Los del equipo redactor estaban alucinados y cabreados porque son ellos los responsables finales de la redacción aunque de rondón y para sacar tajada el Bloque ha metido la pezuña con sus asesores acólitos. Ahora podemos explicarnos por qué tanto derroche en las administraciones públicas.

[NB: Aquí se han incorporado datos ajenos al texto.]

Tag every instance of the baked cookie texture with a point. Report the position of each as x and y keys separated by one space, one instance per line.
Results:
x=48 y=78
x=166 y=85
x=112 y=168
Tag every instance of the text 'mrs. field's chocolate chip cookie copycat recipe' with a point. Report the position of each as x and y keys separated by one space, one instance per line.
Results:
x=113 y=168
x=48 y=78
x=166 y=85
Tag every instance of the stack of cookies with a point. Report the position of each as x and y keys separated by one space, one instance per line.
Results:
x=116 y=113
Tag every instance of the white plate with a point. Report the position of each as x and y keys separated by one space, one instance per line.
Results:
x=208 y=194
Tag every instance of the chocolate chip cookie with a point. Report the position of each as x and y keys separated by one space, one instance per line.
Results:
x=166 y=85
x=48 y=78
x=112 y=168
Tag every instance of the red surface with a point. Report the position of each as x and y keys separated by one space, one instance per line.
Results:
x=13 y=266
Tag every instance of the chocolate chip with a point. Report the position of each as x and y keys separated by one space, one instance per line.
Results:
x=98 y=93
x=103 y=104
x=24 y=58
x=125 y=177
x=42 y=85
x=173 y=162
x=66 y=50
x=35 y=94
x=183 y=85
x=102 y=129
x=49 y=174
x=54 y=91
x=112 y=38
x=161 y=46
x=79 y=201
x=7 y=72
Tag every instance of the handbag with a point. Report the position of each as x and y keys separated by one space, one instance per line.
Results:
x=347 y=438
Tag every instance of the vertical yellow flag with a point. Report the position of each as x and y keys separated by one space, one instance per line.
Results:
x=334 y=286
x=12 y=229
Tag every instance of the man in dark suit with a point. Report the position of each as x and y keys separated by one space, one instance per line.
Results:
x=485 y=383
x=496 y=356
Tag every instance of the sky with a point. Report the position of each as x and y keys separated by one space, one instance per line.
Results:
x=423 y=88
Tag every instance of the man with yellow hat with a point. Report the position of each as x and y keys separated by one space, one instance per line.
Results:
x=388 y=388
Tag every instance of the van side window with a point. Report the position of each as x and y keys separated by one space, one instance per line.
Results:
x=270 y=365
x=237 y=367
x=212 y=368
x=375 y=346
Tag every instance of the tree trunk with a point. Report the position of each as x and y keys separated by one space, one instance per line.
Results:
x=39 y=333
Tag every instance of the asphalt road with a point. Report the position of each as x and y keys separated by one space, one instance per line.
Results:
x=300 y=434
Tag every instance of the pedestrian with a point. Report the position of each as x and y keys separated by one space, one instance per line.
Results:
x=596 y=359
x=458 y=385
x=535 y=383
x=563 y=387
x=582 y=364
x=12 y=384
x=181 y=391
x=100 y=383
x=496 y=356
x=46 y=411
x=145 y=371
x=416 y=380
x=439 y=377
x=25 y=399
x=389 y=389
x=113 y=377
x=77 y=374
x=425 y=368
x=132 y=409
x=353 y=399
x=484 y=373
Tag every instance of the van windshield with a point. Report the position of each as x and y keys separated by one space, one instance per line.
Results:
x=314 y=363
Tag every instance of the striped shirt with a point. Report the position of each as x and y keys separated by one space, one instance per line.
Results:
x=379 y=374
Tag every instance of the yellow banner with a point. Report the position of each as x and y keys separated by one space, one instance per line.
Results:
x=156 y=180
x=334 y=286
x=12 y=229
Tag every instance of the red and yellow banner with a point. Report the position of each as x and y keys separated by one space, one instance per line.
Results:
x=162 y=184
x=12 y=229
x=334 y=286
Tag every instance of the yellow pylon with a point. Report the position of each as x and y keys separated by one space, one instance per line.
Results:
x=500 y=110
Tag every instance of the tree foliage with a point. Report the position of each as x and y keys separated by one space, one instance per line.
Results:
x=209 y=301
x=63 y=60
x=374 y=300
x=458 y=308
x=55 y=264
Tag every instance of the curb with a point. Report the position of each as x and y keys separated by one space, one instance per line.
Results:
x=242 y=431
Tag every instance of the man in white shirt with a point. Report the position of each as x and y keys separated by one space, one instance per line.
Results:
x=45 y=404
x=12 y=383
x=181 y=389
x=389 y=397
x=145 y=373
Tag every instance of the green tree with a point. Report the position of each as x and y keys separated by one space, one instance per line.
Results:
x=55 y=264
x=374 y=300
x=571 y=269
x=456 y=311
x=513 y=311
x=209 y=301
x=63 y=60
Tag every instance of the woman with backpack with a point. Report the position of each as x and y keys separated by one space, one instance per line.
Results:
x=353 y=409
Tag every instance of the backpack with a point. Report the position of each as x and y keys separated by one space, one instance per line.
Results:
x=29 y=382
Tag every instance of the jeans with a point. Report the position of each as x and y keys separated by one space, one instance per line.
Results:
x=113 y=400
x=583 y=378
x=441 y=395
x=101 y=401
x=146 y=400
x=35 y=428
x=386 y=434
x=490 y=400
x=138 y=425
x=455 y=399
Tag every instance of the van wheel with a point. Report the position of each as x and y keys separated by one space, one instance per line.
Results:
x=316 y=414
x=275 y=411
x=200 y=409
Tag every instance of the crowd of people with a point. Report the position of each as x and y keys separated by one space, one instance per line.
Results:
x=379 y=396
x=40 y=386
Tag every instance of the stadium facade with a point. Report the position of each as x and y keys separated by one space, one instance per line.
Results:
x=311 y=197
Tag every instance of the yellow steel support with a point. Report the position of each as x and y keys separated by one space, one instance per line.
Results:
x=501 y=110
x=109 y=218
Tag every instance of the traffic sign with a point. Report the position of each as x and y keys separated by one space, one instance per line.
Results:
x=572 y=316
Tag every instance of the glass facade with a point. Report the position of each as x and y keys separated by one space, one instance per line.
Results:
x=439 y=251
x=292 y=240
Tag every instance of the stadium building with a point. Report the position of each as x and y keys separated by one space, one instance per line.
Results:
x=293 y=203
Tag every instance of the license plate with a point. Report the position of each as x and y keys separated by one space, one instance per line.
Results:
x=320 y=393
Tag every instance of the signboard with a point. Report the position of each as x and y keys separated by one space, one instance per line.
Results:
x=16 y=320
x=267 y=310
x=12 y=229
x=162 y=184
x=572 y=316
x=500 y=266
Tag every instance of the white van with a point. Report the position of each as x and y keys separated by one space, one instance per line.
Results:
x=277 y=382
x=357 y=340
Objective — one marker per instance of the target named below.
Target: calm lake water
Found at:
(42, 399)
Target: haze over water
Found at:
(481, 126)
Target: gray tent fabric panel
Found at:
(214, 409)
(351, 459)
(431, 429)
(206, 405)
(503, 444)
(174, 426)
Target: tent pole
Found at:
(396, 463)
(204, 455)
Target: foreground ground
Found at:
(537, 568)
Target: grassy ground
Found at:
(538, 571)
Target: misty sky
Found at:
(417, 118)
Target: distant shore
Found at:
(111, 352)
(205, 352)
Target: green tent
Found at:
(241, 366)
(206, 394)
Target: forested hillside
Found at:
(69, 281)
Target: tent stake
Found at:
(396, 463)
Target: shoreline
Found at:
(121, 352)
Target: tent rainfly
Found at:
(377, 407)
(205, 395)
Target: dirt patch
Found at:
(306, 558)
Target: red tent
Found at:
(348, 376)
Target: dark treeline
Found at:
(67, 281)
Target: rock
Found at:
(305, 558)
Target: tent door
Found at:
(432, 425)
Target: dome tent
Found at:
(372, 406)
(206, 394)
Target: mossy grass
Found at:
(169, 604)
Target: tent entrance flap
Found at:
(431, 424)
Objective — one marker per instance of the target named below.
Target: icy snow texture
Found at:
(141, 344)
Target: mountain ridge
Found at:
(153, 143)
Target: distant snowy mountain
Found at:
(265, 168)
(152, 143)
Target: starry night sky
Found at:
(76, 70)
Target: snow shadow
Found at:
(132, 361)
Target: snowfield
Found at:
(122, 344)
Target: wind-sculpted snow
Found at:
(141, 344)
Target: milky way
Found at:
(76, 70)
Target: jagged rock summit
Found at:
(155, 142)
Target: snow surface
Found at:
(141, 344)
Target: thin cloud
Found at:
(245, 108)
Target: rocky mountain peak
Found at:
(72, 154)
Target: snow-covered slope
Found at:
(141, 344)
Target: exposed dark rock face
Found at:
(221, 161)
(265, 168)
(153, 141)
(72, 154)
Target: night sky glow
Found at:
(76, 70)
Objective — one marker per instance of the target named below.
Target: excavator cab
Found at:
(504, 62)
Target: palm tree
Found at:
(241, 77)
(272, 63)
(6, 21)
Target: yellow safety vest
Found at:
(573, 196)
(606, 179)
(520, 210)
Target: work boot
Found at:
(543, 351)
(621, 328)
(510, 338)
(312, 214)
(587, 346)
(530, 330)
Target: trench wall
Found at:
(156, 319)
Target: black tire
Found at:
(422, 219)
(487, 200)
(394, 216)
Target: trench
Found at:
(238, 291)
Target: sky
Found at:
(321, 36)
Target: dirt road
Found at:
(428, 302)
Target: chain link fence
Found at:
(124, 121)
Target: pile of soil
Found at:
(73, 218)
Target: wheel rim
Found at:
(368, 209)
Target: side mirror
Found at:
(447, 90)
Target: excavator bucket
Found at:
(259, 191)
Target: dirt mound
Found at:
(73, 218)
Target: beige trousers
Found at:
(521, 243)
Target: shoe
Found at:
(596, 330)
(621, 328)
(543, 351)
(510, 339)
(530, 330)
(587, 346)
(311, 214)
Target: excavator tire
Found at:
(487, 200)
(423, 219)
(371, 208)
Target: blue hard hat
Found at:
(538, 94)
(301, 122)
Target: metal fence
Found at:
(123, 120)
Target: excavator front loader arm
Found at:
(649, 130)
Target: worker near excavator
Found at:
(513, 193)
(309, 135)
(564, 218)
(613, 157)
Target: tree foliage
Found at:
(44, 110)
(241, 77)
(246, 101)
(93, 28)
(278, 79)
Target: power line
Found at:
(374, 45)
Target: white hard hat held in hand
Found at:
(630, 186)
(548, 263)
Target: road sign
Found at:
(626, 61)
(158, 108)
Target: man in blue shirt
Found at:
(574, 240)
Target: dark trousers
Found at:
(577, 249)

Si hay técnicos y buenos técnicos de carrera en la Administración del Estado, Autonómica o Local por qué se tira el dinero tan alegremente contratando asesores externos. Respuesta: porque son de los nuestros. Claro, así, tirando con pólvora de rey, cualquiera. A nuestros gobernantes locales les pasa lo que a otros malos gobernantes que como la ex ministra Carmen Calvo considera que el dinero público no es de nadie. Y Marín no se ha escapado de esta mala praxis ni de este vicio tan arraigado entre nuestros políticos.
En resumen, qué es lo que falta. Pues falta que el Ayuntamiento envíe a Costas lo que quedaron en enviar –que no lo han hecho todavía- y una vez esto falta también que manden a la Xunta el PXOM completo y no a medias como han hecho. A partir de aquí en la Xunta empezarán a correr los plazos que son de tres meses. Como la Xunta no ha recibido nada y Costas tampoco, los plazos en la administración autonómica aún no han empezado a correr. Imagínense lo que puede pasar, visto lo visto, porque ya estamos en enero. En la Xunta una vez leído y estudiado todo el PXOM completo podrán devolverlo a Marín con rectificaciones o incluso con preguntas que la Corporación deberá rectificar y responder. Y cuando todo esté más clarito que el caldo del asilo, entonces sí, entonces tendrán que celebrarse dos plenos para aprobarlo definitivamente.
Las próximas elecciones son en el mes de mayo. Como ya les he señalado, tengo muy serias dudas de que el PXOM se apruebe en estos cuatro meses escasos que quedan. Otra cosa sería un milagro. Como los milagros son difíciles que ocurran en la selva burocrática de este país –que tiene sus tempus aunque todo puede suceder-, no nos podemos extrañar de que en la próxima campaña electoral socialistas y nacionalistas carguen sus cañones “bertha” contra otras instancias. Aquí de lo que se trata es de endosar el marrón al contrario. ¿Serán los marinenses tan ingenuos de tragar con ruedas de molino?¿Serán los marinenses tan ingenuos de comprar otra vez una mercancía tan averiada?